Twenty-five patients were enrolled in the study and completed the S1 session (i.e. all 25 patients were scanned during on-going migraine headache). Of these, 10 patients were excluded for the following reasons: 5 patients were lost to follow-up and did not complete the S2 session; 4 patients had a bilateral migraine attack during the S1 scan; 1 patient was excluded because it was impossible to analyze the S1 MRI scan for the presence of movement artefacts.

A complete dataset was available for 15 patients (age 40.1 ± 10.3 years, 13 female, height 169.3 ± 5.9 cm, weight 86.3 ± 11.1 Kg, 12 right-handed). The study population had an average disease duration of 19.7 ± 10.1 years, and a migraine frequency of 3.3 ± 1.9 days per month. Four patients (26.7%) were on a stable preventive drug therapy during the overall study period (data are summarized in Table 1).

Table 1 Clinical and demographic features of study population

S1 and S2 scans were performed 30.2 ± 15.9 days apart. The number of hours of sleep before MRI scan (p = 0.954) and the days elapsed since the last menses (p = 0.145) were comparable between S1 and S2 MRI sessions. In contrast, the days elapsed since last migraine attacks were higher before S1 scan (p = 0.015) (Table 2).

Table 2 Comparison of experimental conditions between S1 and S2 scans, and clinical phenotype of migraine attack recorded at S1

S1 scan was performed after 7.9 ± 3.7 h from migraine onset. The clinical phenotype of the migraine attack recorded during S1 are summarized in Table 2.

Structural changes during attack (S1 scan) compared to the inter-ictal period (S2 scan)

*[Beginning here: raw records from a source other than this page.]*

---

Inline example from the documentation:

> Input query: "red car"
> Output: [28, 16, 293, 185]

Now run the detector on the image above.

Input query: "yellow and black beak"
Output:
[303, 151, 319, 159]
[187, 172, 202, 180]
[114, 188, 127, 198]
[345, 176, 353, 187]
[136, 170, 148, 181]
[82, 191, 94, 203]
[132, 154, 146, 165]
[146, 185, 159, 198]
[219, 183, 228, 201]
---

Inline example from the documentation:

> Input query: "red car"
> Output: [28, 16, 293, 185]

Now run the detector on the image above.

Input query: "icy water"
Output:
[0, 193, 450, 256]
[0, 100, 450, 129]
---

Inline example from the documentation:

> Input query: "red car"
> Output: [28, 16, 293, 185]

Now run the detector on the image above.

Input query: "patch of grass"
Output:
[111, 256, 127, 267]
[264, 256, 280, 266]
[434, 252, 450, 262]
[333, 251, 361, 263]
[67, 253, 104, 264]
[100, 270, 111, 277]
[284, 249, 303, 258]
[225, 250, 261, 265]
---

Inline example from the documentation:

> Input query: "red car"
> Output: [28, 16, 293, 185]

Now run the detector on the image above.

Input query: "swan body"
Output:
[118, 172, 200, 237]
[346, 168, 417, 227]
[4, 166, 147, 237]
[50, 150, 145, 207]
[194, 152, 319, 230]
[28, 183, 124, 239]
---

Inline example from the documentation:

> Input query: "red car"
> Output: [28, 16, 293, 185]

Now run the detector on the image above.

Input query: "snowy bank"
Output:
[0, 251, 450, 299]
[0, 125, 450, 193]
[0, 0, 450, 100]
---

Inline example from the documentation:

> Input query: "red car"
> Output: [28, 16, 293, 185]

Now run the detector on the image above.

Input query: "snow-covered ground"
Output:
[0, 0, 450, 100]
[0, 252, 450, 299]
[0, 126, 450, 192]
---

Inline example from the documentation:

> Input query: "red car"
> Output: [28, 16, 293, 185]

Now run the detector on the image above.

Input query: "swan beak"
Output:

When compared to S2 (inter-ictal scan), during S1 (migraine attack scan) we found a significant reduction of thickness and volume of precentral cortex (p = 0.023 for thickness, and p = 0.018 for volume – Fig. 1) and pericalcarine cortex (p = 0.024 for thickness, and p = 0.017 for volume – Fig. 2). Also, the temporal pole cortex thickness was significantly lower at S1 when compared to S2 (p = 0.017). Regarding subcortical structures, we found an increase of hippocampus volume during S1 (p = 0.007).

Fig. 1
figure 1

Comparison of precentral cortex thickness and volume between S1 and S2 scans. Legend: S1: MRI scan performed during spontaneous migraine attack; S2: MRI scan performed during inter-ictal period; PAIN side refers to the side of spontaneous migraine attack recorded at T1. Panel A: thickness of precentral cortex was significantly lower during S1 (factor SESSION: p = 0.023), without significant association with the pain side (factor SIDE: p = 0.434, interaction SESSIONxSIDE: p = 0.515). Panel B: volume of precentral cortex was significantly lower during S1 (factor SESSION: p = 0.018), without significant association with the pain side (factor SIDE: p = 0.497, interaction SESSIONxSIDE: p = 0.276)

Fig. 2
figure 2

Comparison of pericalcarine cortex thickness and volume between S1 and S2 scans. Legend: S1: MRI scan performed during spontaneous migraine attack; S2: MRI scan performed during inter-ictal period; PAIN side refers to the side of spontaneous migraine attack recorded at T1. Panel A: thickness of pericalcarine cortex was significantly lower during S1 (factor SESSION: p = 0.024), without significant association with the pain side (factor SIDE: p = 0.923, interaction SESSIONxSIDE: p = 0.860). Panel B: volume of pericalcarine cortex was significantly lower during S1 (factor SESSION: p = 0.017), without significant association with the pain side (factor SIDE: p = 0.977, interaction SESSIONxSIDE: p = 0.833)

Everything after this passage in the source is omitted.